In Matthew 28:20 Jesus said, “Teach them to observe all I commanded.” At first when we read the Great Commission in Matthew 28:16-20 this can seem like an impossible task. At least for me it did. I used to think the “teaching them to obey” part in verse 20 meant my job was to somehow communicate all the commands of Jesus to the one I was discipling. I had the typical Western mindset, one that believes giving the right amount of knowledge and facts about God means we have fulfilled our calling to make disciples.

I guess you could say I found a new freedom upon learning the Great Commission calls me to obedience. It is not so much that I am tasked with teaching commands, but rather that I am to model, teach, and equip obedience, which can be accomplished in a relatively short amount of time.

Let’s look at how Jesus went about this work.  

We see that Jesus taught his disciples to obey. He did not go around teaching them to beef up their knowledge as if more knowledge was their need or His aim. Jesus also taught by repetition, so it makes sense that we do not see an ongoing list of new commands, but a continuous cycle of obedience.

We see Jesus take advantage of opportunities in everyday life to use them as assignments for teaching. He teaches his followers through crossing the stormy lake, at the feeding of the 5,000, sending them out on mission, watching and praying with Him, casting out demons, etc. Jesus models a life of discipleship through teaching His followers along the way.

Robert Coleman in his book The Master Plan of Evangelism points out Jesus was so much the Master in His teaching that he did not let his method obscure his lesson because He was his method. All the disciples had to teach them was a teacher who practiced with them what he expected them to learn.

This is why Jesus repetively repeated things over and over and taught through the use of parables. Jesus was never about getting a group of rule followers because He had that in the Pharisees and teachers of the law if He wanted it, but He wanted a group of sold out followers who were hungry to learn what it meant to walk with Him.

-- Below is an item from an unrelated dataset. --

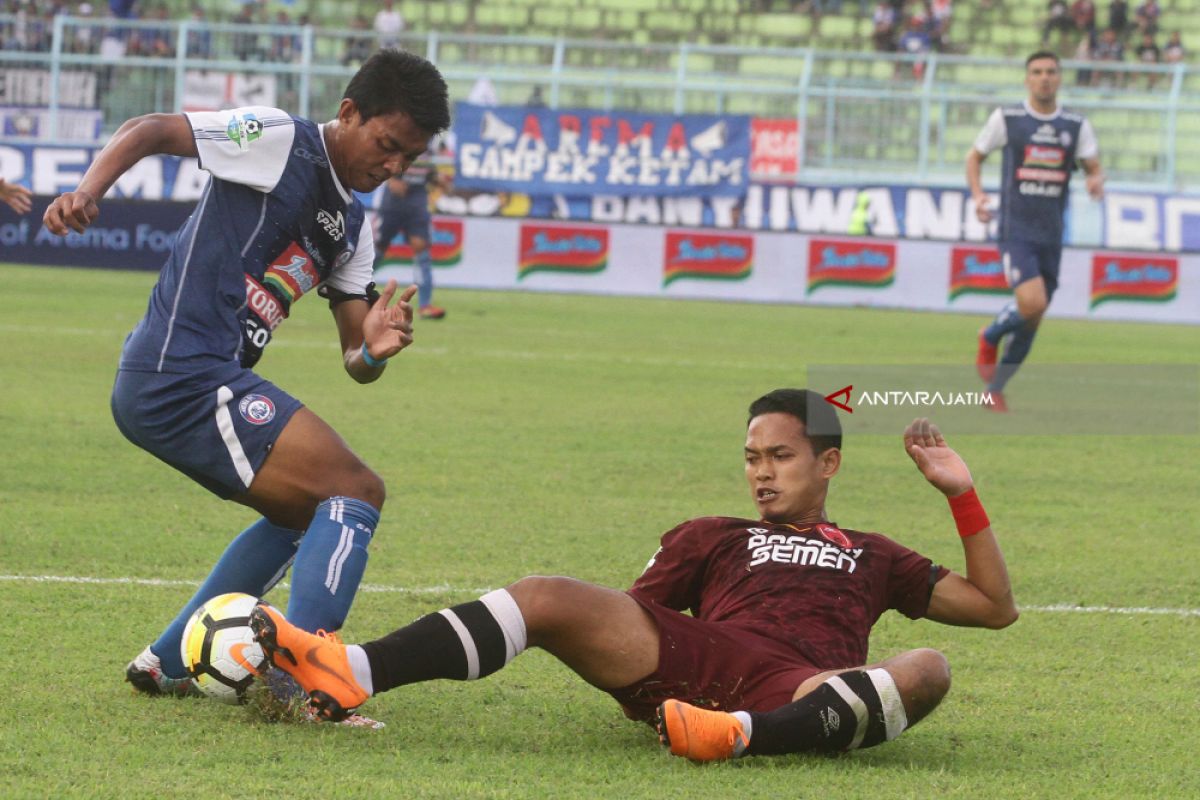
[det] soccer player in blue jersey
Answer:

Previously, I served as a church planter in India amongst some of the unengaged, unreached people groups of the world. We heavily relied on the Great Commission as a process of raising new leaders up and equipping them to go → make disciples → baptize → teach obedience. Our focus with the leaders in India with new followers of Jesus was what we called “obedience based discipleship.”

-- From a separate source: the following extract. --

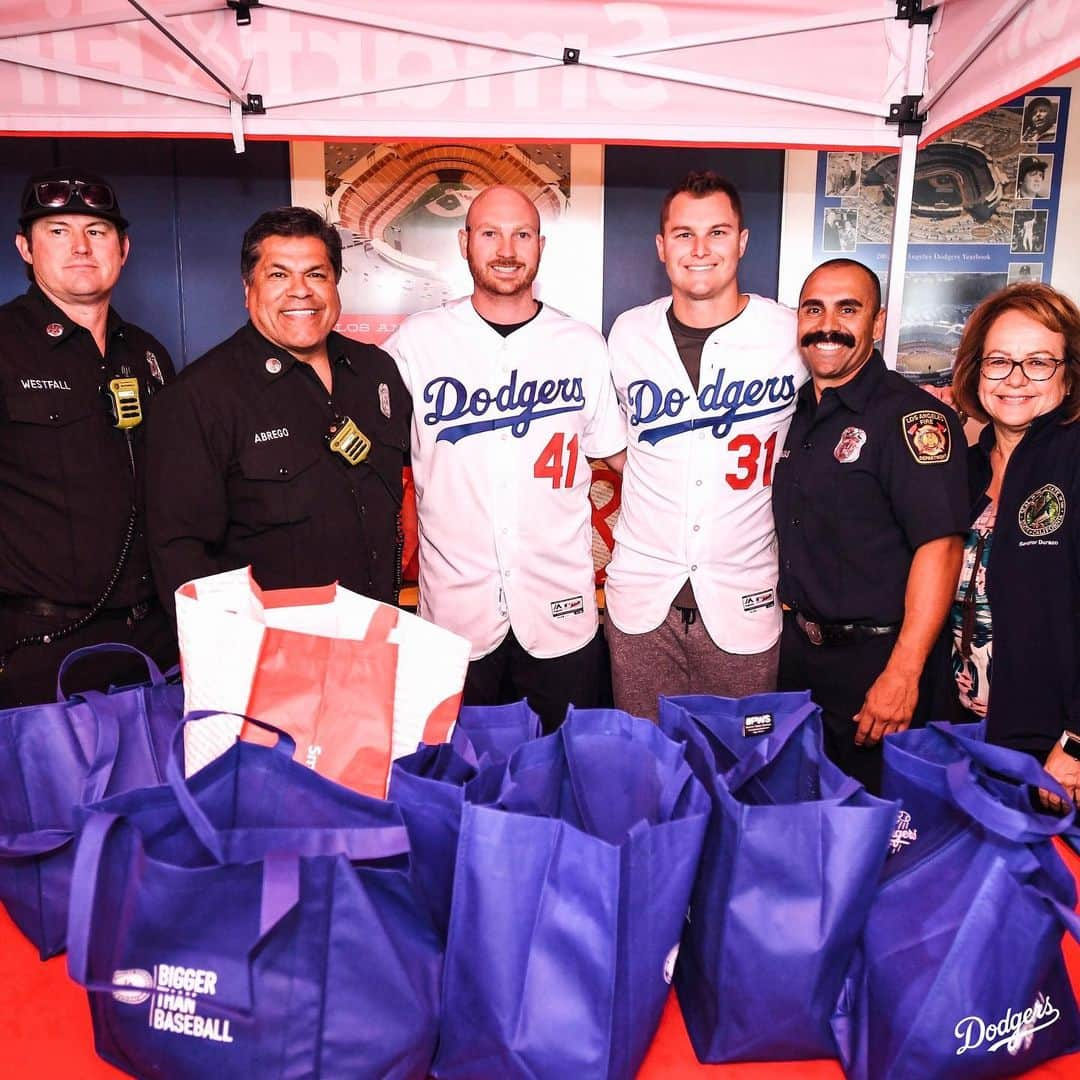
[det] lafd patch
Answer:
[901,409,953,465]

Now that I am back in the U.S. I have been hesitant to use that language because of the potential negative connotation of legalism. Many in the Western Church have used obedience as a self-pursuit of virtuous living in which the virtue and formation of character is the goal rather than submission to being conformed from within by walking with Christ.

So “obedience based discipleship” has nothing to do with legalism. Instead, it has everything to do with teaching disciples to walk with Jesus. Obedience rightly defined is one abiding in Christ and walking with Him in order to be conformed into the likeness of Christ.

Have you ever considered the goal of discipleship? Most haven’t, but the goal of discipleship is to look more like Jesus. And how does one look more like Jesus? Through learning to walk with Jesus. This is the goal of discipleship. In the New Testament we see the apostle Paul regularly teach new believers to imitate his right belief and right practice (Phil. 3:17). Paul didn’t just focus on seeing people converted. He taught new believers how to live a life modeled on Jesus, one that is only possible through the power of the Holy Spirit working within.

Teaching a one to walk with Jesus ensures discipleship continues long after the teacher has left or moved on because the disciple is left with a habit of listening to the voice of Jesus. The call to make disciples is the call to multiplication, which includes obedience to Jesus. This is not about a list of do’s and don’ts, but about fulfilling the Great Commission that Jesus left with us.

Knowing this plays a key role in us shifting our discipleship efforts from teaching people what the Scriptures say to teaching them to walk with Jesus. It’s a process of meeting them where they are, looking to what God has declared, and teaching them to wait on the Spirit as they seek Jesus, watch for where He is at work, and to walk in the fruit of the Spirit bears in their midst.